A woman’s right to grant Nepali citizenship to her spouse and children has been a contested issue in both the first and second Constituent Assemblies.  By exploring in detail the different dimensions of the numerous intersecting issues in the apparently simply issue of women and citizenship, this paper seeks to reveal the difficulties during Nepal’s transition period in  generating sustained critique and changes of patriarchally structured rules and laws.  It is argued that the specific history of exclusionary politics of the state vis a vis various excluded groups and the sexist and the regional/racist environment in which women’s groups and Madhesi groups in particular are embedded, mitigate against the forming of strategic alliances.

This paper will be divided into three main sections, each exploring a different aspect of the debate on citizenship through the mother. The first section will unpack the citizenship law as it appears in the Citizenship Act of 2006, the 2010 agreement on citizenship in the first CA, and drafts of the language around citizenship as proposed in the second CA.   The consequences of these clauses on women and children will then be discussed as well as the demands for the rewriting of these clauses.  The paper will then focus on the naturalization sub-clauses which create and reinforce gendered and patriarchal notes of citizenship; in both CA’s, the decision on citizenship through mothers has hinged on the naturalization sub-clauses.
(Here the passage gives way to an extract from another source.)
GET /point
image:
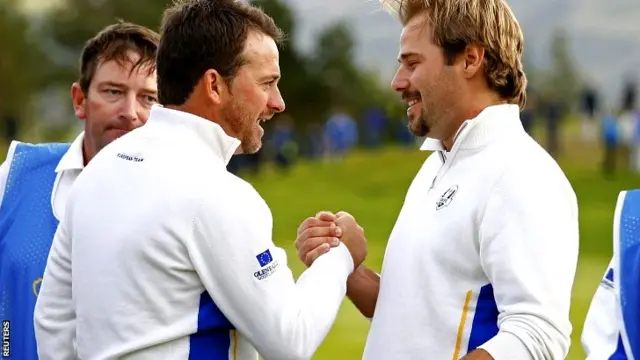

A discussion of the socio-political context in which the text of the law circulates is then discussed. Key here is the language of national security used to give further weight to the gendered legal understanding of citizenship. A distinct mistrust of the open border and Madhesis is built into this argument. The bogeyman is an Indian takeover of Nepali politics in the form of Indian men marrying Nepali women from the Madhes – a common and longstanding practice in the Terai-Madhes. As per the gendered understanding of the Nepali state and citizenship, the children of these couples would necessarily also be Indian – commonly referred to as “bhanja-bhanjis” of Nepal. This section will seek to unpack both exclusionary urges of the law – against women and against Madhesis.

The third section of the paper will locate the political negotiations and compromises on these citizenship sub-clauses within the broader discussion on inclusionary politics in Nepal. This section will look to analyze the practical/political implications of the post-2006 rhetoric of placing together Madhesis, Women, Dalits and Janajatis in a single ‘marginalized’ category, without any further differentiation. While this practice is theoretically sound, the divide between women MPs and groups (most of them hill women) and Madhesi leaders on the issue of citizenship demonstrates the very real practical/political difficulties in forging alliances within the different streams of the ‘marginalized’ category.